- Why is the house for sale? One of the most important questions that a home buyer should ask is the seller’s reason for putting the home up for sale. While the seller might not want to go into the specifics behind the sale if the reasons are highly personal, they should still be able to provide a broader picture.
If the seller appears to be in a hurry to sell, a buyer could more than likely wrangle a much lower price. If there’s no rush, however, it’ll reduce their chances of negotiation.
Sometimes it takes a little extra effort to dig up the real reason behind a sale, such as having to put up with difficult or unpleasant neighbors.
- How long has the home been on the market?Homes that have been on the market for longer may motivate the seller to cut a better deal. Oftentimes, homes can initially be priced too high – more than what others may think it’s worth – so it’ll help to revisit what other homes in the area are going for and use the information gathered to negotiate a better deal.
Additionally, if a house hasn’t drummed up a lot of interest for a long time, it can signal that there may be some challenges with the home. Looking into the reasons why a home may have been on the market for so long can sometimes give buyers the leverage to negotiate for better terms or value.
- What terms are the sellers asking for? What terms the sellers are asking for is likely to have a bearing on how flexible they’re likely to be on price. If the seller is selling as-is and only taking cash offers, for instance, they may be more amenable to selling it for less than they originally priced it for. Studying recent sales prices for similar homes in the same area can give buyers a better idea of the trends in the local market. This can help the buyer gauge how much to offer.
- What’s the neighborhood like?The first three rules of real estate are “Location, Location, and Location.”
One should never discount the importance of checking out the neighbors and the neighborhood as a whole. Knowing how close to amenities the home is located is important. How close is it to your life, doctors, work, and/or school? Check on crime rate statistics and things such as the frequency or scale of neighborhood disturbances. How much noise can reasonably be expected for cars, daily traffic, or even from barking dogs?

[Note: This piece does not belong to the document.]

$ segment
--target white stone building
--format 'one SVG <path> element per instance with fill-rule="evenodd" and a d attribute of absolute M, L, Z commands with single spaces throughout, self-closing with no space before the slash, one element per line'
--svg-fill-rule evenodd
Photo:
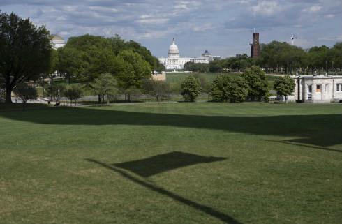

Even the best home can be ruined by problem neighbors and local crime. No one wants to move into their dream home only to find that there are things that can turn their experience into a nightmare!
- How old is the house? Another factor worth investigating is the age of the house. This will indicate which parts of the structure are nearing the end of their lifespan. The roof, for example, some kinds of roofs are only good for up to 20 years. If you’re buying a much older house, inquire if the HVAC and electrical systems have been upgraded. If sellers disclose the information you seek even prior to a home inspection, you can gauge how much more you’ll have to set aside for repairs and upgrades on top of the house price. I always encourage buyers to get their own home inspection, no home is perfect even new homes that have never been lived in will have issues come up in the home inspection.
- Were renovations done? All homebuyers should ask for the details of any major renovations or repairs that have been made. Shoddy repair jobs can be a costly nightmare to fix. The details of these repairs if available can help you make an informed decision.
Ideally, Homebuyers should make sure that someone that is fully licensed made these repairs. Additionally, homebuyers need to ensure that the requirements for any state permits were met: no one wants to be hit with a fine or penalty because the previous owner didn’t bother with the appropriate permit.
These are only a few of the things to look out for when buying a house. There’s no question that’s too unimportant to ask when contemplating something as major as buying a home. And it is the responsibility of the homebuyer to make sure that everything is in the best condition prior to signing on the dotted line.